Bilateral and symmetric lesions of the long bones are considered a hallmark of ECD and are typically detected on radiography, 99mTc-MDP bone scintigraphy, MRI, CT, or 18F-FDG PET/ CT [3,4,10–12]. On skeletal radiographs, osseous ECD characteristically appears as bilateral symmetric osteosclerotic lesions of the diaphysis and metaphysis of the appendicular long bones, typically sparing the epiphysis and the axial skeleton [6,13]. Osteolytic or mixed sclerotic-lytic lesions are seen less commonly and may have an appearance similar to that of LCH [8,13]. Bone scintigraphy and 18F-FDG PET/CT often reveal a similar pattern of symmetric uptake, as well as preferential uptake near the distal ends of the long bones [6,9,13,14]. Typical MRI findings include replacement of fatty marrow by low-intensity-signal lesions on T1-weighted imaging, heterogeneous signal intensity on T2-weighted imaging, and patchy areas of gadolinium enhancement [14,15]. Involvement of osseous ECD in the axial skeleton is uncommon, but lesions in the pelvis and other regions of the axial skeleton have been reported [11,14]. In general, radiography, CT, and 99mTc-MDP bone scintigraphy are the most common modalities on which patients are likely to be identified, but the ability of 18F-FDG PET and MRI to see lesions in the marrow that have not yet caused a sclerotic reaction mean those modalities are useful problem-solving tools.

Although the ability to detect osseous ECD lesions depends on the imaging modality [11], the extensive lesions visualized on MRI and 18F-FDG PET/CT in this patient were unexpectedly absent on radiography, CT, and bone scintigraphy.
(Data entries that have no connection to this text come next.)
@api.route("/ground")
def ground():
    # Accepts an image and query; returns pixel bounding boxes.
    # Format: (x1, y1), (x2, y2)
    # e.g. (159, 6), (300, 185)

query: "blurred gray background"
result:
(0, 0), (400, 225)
Diagnostic criteria for ECD in the past have highlighted bone radiography or bone scintigraphy due to the distinct imaging appearance of skeletal involvement on these modalities [3,4,8]. In a study of 11 patients with histologically confirmed ECD, symmetric osteosclerotic lesions of the long bones detectable by both radiography and bone scintigraphy were shown to be nearly universal [4].

Recent studies have placed a greater emphasis on 18F-FDG PET/ CT, which has been shown to better evaluate global involvement of ECD, as well as histological findings [1,11,12]. 18F-FDG PET/CT has been identified as being useful in evaluating neurological and cardiovascular involvement of ECD in particular; however, it has also demonstrated lower sensitivity for osseous lesions compared to bone scintigraphy [12]. Imaging specialists and clinicians alike should be aware of the potential atypical imaging findings that may be associated with ECD. This case highlights the utility of 18F-FDG PET/CT in a multimodal, multidisciplinary approach for the diagnosis of radiographically occult ECD. Indeed, recent clinical practice guidelines have confirmed the role of 18F-FDG PET/CT in the whole-body evaluation of disease extent [16].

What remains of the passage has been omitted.